NOTE: You must submit in Word format, not PDF, for eRA to update all the systems. The liver is our largest metabolic organ. It produces proteins, lipids, clotting factors and glycogen while dispensing bile and detoxifying xenobiotics. In order to transport these different substances, a sophisticated network of liver venules, capillaries and interstitial conduits has evolved. An essential feature of this network are the lumen-forming epithelia that give rise to two major liver cell populations: (1) hepatocytes - the main parenchymal cell type, and (2) bile duct cells. Both acquire radically different polarity phenotypes adapted to their different functions (Fig.1): Bile duct cells, which form simple conduits for bile, organize like other tubular epithelia around a central lumen. Hepatocytes, by contrast form single-cell cords, aligned along blood vessels on either side and with a capillary-like luminal network (bile canaliculi) running between them. This organization facilitates their extensive bi-directional molecular exchange with the blood, while allowing bile acid excretion into the bile canaliculi. How hepatocytes obtain this unique morphological phenotype is poorly understood. Indeed, because bile canaliculi are not visible by conventional H&E tissue stain, the study of hepatocyte polarity has largely been neglected. The resulting gap in our knowledge has greatly hindered our ability to better understand the molecular basis of common liver diseases, which typically present with changes in hepatocyte polarity and morphology.
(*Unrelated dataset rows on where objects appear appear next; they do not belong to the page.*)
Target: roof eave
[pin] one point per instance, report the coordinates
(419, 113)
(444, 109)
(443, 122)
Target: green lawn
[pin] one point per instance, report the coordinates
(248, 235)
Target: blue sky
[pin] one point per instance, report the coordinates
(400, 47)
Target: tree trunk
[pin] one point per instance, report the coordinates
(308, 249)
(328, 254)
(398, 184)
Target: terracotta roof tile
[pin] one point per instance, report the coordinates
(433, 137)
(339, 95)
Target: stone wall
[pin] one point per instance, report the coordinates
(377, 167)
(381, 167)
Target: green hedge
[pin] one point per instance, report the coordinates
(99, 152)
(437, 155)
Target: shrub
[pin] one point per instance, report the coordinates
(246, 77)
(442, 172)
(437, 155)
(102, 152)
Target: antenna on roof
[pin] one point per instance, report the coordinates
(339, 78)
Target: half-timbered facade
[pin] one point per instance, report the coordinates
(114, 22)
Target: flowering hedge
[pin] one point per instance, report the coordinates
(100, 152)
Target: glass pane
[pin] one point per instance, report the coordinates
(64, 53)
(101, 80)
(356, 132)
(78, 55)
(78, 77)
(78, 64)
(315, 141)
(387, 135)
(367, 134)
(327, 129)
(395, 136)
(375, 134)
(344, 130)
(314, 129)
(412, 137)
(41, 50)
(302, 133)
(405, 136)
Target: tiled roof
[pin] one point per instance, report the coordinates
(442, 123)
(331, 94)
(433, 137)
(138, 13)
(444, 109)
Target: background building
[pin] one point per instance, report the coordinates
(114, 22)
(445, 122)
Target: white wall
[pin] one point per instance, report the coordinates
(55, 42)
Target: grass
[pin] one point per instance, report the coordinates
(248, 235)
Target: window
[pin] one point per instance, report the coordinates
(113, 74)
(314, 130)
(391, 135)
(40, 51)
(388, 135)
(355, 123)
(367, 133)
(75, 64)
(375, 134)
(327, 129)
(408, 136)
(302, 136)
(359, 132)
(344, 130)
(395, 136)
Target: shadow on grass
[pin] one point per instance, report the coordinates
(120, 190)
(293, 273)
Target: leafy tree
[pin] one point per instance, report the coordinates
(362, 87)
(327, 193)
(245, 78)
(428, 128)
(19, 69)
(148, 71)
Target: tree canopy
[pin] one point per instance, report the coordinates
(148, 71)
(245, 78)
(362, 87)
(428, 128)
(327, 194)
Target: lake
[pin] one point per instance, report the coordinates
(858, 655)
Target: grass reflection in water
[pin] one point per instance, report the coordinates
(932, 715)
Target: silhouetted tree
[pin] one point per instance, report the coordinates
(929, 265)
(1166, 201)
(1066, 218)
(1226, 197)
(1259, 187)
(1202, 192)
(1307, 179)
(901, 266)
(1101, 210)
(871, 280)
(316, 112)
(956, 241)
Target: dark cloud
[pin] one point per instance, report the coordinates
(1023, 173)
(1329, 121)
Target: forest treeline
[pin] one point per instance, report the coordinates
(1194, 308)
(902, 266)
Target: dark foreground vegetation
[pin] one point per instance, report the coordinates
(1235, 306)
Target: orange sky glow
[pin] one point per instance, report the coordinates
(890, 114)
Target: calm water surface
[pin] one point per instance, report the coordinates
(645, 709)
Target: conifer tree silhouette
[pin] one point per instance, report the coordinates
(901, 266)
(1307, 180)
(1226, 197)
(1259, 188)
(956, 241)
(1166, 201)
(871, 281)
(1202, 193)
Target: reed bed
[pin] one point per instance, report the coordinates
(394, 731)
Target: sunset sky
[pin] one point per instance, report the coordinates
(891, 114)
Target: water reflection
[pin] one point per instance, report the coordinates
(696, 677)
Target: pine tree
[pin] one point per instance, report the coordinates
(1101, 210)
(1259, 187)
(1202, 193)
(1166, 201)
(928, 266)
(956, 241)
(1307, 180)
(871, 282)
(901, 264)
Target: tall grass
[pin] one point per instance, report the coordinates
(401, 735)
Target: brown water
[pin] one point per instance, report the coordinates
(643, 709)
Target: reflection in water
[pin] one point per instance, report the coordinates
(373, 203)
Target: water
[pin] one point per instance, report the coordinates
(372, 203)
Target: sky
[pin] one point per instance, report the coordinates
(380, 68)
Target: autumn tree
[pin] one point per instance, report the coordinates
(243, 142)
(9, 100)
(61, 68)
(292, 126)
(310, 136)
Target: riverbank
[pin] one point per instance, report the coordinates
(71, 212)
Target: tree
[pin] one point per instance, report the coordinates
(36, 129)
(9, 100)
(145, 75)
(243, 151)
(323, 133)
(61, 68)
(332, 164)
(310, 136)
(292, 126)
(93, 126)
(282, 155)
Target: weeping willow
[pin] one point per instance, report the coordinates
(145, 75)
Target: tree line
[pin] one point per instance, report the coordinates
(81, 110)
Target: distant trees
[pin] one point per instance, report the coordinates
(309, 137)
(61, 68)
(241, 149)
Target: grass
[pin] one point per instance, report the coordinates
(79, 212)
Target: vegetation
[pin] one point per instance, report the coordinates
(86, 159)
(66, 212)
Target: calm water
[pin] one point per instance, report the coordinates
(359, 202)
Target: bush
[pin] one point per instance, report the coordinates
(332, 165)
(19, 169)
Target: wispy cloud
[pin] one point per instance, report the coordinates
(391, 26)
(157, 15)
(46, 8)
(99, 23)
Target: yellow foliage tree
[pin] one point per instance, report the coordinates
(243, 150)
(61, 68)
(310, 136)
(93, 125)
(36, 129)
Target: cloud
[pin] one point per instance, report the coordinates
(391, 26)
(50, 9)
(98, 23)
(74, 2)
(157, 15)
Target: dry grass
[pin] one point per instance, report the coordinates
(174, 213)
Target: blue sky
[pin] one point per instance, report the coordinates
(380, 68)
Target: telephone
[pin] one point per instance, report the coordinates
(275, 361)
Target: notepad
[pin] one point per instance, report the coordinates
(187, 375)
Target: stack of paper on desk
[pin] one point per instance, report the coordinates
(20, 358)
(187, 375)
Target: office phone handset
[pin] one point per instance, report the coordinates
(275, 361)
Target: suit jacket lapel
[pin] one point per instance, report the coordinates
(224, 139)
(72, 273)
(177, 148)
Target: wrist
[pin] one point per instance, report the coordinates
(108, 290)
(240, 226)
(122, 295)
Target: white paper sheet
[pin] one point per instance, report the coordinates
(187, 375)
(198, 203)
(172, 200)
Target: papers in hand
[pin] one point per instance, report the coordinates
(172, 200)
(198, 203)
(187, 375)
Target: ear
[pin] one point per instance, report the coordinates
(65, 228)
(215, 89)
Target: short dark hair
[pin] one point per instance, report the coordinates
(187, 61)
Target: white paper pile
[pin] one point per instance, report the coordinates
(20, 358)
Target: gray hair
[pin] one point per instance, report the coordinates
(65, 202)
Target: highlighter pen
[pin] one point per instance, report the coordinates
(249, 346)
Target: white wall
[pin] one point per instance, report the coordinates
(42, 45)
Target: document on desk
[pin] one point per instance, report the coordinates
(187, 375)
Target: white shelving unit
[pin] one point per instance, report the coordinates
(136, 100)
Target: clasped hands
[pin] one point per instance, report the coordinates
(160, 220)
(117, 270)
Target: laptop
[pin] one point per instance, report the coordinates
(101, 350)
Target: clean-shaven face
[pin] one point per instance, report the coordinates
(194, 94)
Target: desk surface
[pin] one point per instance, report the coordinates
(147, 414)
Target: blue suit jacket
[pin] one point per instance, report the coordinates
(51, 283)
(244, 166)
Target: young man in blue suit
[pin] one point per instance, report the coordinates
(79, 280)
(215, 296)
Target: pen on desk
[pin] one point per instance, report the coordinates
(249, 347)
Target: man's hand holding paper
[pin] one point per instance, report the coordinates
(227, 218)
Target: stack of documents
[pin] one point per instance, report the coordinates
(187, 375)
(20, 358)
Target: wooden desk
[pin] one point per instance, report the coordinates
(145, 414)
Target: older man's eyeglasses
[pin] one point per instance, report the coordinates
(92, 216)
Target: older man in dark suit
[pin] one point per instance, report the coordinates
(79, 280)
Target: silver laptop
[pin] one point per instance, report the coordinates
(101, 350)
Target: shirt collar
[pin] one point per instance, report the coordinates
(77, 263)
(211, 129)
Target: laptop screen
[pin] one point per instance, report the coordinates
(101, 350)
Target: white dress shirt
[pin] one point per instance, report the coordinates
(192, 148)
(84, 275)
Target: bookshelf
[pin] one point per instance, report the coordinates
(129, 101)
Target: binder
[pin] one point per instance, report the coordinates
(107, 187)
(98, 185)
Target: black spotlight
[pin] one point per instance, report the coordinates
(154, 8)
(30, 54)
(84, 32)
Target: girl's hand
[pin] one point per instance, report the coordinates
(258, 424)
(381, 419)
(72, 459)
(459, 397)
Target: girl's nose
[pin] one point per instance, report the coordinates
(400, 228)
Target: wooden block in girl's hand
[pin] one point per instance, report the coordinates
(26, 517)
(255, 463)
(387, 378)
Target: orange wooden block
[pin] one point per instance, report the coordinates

It also severely limits our ongoing efforts to engineer hepatic tissue that can be used for transplantation, toxicology and gene therapy studies. To tackle these issues, we developed a unique tissue culture model in which the polarity phenotype can be switched from ductal to hepatocytic and utilized it to identify molecular mechanisms that distinguish the hepatocytic from the ductal polarization program. In parallel, we developed protocols to in vitro differentiate polarized hepatocytes from their precursors and evaluated proteins critical for the hepatocytic polarity switch in these physiological relevant systems. This led to the discovery of the dual PKA-anchoring and Rho-activating protein AKAP13 as regulator of bile canaliculi elongation. Elucidating the mechanisms underlying its function, as proposed here, will reveal a critical morphological mechanisms of hepatocyte polarization.

注：您必须以Word格式提交，而不是PDF格式，以便eRA更新所有系统。 肝脏是我们最大的代谢器官。它产生蛋白质，脂质，凝血因子和糖原，同时分配胆汁和解毒异生物质。为了运输这些不同的物质，已经进化出复杂的肝小静脉、毛细血管和间质管道网络。该网络的一个基本特征是形成管腔的上皮细胞，其产生两种主要的肝细胞群：（1）肝细胞-主要的实质细胞类型，和（2）胆管细胞。两者都获得了完全不同的极性表型，以适应其不同的功能（图1）：胆管细胞，形成胆汁的简单管道，像其他管状上皮细胞一样围绕中央管腔组织。相反，肝细胞形成单细胞索，沿着两侧的血管沿着排列，其间有毛细血管样的管腔网络（胆小管）。这种组织有利于它们与血液进行广泛的双向分子交换，同时允许胆汁酸排泄到胆小管中。肝细胞如何获得这种独特的形态表型知之甚少。事实上，由于传统的H&E组织染色法看不到胆小管，因此肝细胞极性的研究在很大程度上被忽视了。由此产生的知识差距极大地阻碍了我们更好地了解常见肝脏疾病的分子基础的能力，这些疾病通常表现为肝细胞极性和形态的变化。它也严重限制了我们正在进行的工程肝组织，可用于移植，毒理学和基因治疗研究的努力。 为了解决这些问题，我们开发了一种独特的组织培养模型，其中极性表型可以从导管切换到肝细胞，并利用它来识别区分肝细胞和导管极化程序的分子机制。与此同时，我们开发了在体外分化极化肝细胞从他们的前体和评估的蛋白质在这些生理相关的系统中的肝细胞极性开关的关键协议。这导致了PKA锚定和Rho激活双重蛋白AKAP 13作为胆小管伸长调节因子的发现。阐明其功能的机制，如本文所提出的，将揭示肝细胞极化的关键形态学机制。